I’ve been loving matcha over regular leafy green tea and even coffee lately – and not only in my morning latte but also in breakfasts, smoothies and desserts…Matcha is a ground, powdered form of green tea and in my opinion tastes a lot smoother than regular green tea leaves – that’s why it can be easily used in cooking in both sweet and savoury recipes on top of just drinking as tea. The health benefits of matcha exceed those of regular leafy green tea because by drinking matcha, you actually consume the whole tea leaf and not only the water where it has been brewed. Matcha is thus even higher in antioxidants than other green teas. And of course it also has other health benefits…it cleanses the body, lowers “bad” cholesterol and improves concentration and clarity of mind among others. No wonder why there seems to be such a hype over this specific green tea everywhere at the moment!

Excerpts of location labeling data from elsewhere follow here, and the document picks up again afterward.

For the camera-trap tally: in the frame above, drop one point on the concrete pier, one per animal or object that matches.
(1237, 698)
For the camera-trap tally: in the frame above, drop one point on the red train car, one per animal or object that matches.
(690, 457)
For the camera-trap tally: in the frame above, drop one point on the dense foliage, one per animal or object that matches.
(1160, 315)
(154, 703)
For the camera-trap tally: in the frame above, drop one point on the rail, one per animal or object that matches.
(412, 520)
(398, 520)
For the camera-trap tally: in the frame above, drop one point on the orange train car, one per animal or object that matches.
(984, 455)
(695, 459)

So I’ve written below two of my current favourite recipes using matcha. The first one is a simple layered overnight breakfast parfait, one that you can prep the night before, a perfect one for busy mornings. In the summertime, I like adding a layer of banana ice cream in the morning on top of the overnight oats but you could also easily just top the parfait with some fresh fruit and berries to save even more time. The second, minty matcha slice recipe, then again, is my absolute favourite healthy treat at the a moment, so rich and somehow different from any other raw slices I’ve made thanks to the matcha. Actually, it is also something special that I prepared for Richard to be served with some vegan coconut ice cream and other goodies at Flow Festival next weekend…hope you’ll come give it a try!

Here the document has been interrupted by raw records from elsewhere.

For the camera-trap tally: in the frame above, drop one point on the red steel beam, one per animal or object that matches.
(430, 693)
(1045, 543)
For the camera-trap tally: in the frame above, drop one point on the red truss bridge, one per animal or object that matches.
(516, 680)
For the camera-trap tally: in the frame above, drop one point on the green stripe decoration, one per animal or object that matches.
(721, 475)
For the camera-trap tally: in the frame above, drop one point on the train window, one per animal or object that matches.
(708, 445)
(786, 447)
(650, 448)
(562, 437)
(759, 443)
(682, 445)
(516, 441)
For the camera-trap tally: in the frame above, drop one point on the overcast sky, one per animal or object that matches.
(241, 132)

Mulberry, vanilla and matcha overnight oats
What you will need:
1tbsp chia seeds
1/2dl oat milk
1tsp matcha powder (I use Matcha Maiden)
Mulberry + vanilla layer:
1tbsp chia seeds
1 1/2dl oat milk
1/2tsp vanilla powder
Berry banana ice cream:
2dl frozen berries
1/2 large banana (not frozen)
How to do it?
- The night before, take two separate glass jars and in one of them, mix together the ingredients for the matcha layer. Stir.
- In the other jar, mix together the ingredients for the mulberry + vanilla layer. Stir.
- Pop the jars in the fridge overnight.
- In the morning, layer the mulberry + vanilla oats on top of the matcha layer.
- Blend the banana ice cream until smooth and scoop it on top of the mulberry + vanilla layer. Decorate with your favourite toppings.
Minty matcha slices
Makes 18 squares
1 dl pistachios, crushed
1/2 dl almond meal
1/2 dl coconut, shredded
2 1/2 dl dates, pitted & chopped
Pinch of Himalayan salt
1 dl cashews, soaked
1 dl coconut, shredded
2 tbsp coconut oil, liquefied
1/2 dl coconut nectar
2 tsp matcha powder (I use Matcha Maiden)
2 tsp peppermint essential oil
Raw chocolate top:
3/4 dl coconut oil, liquefied
7-8 tbsp raw cacao
2 tsp coconut nectar
How to do it?
- First soak the cashews in fresh water for around 4 hours, then rinse thoroughly with fresh water. Set the cashews aside to wait and start preparing the pistachio base: crush the pistachios into small crumbs and deseed + chop the dates (the dates will be sticky).
- In a bowl, mix together the almond meal, shredded coconut and Himalayan salt, then add the crushed pistachios. Add also the dates and work the dough with your hands until you have a sticky caramel.
- Place a piece of parchment paper into a small rectangular box so that both the bottom and the sides are covered. Press the dough evenly on top of the parchment paper and pop the box in the freezer to set while you prepare the matcha middle.
- Melt the coconut oil in a water bath, then combine all the middle layer ingredients together and blend until smooth. Pour the matcha cream on top of the pistachio layer in the box and freeze again for at least 2 hours before you prepare the raw chocolate top.
- Again melt the coconut oil in a water bath until it’s completely liquid. Add the coconut nectar and stir. Then start adding the raw cacao powder gradually, mixing all the time until you have a smooth chocolate sauce. Pour the chocolate sauce on top of the matcha cream layer in the box and once more, freeze for at least 30 minutes.
- Remove from the freezer and cut the minty matcha chocolate into slices when it is room temperature. Store in the fridge.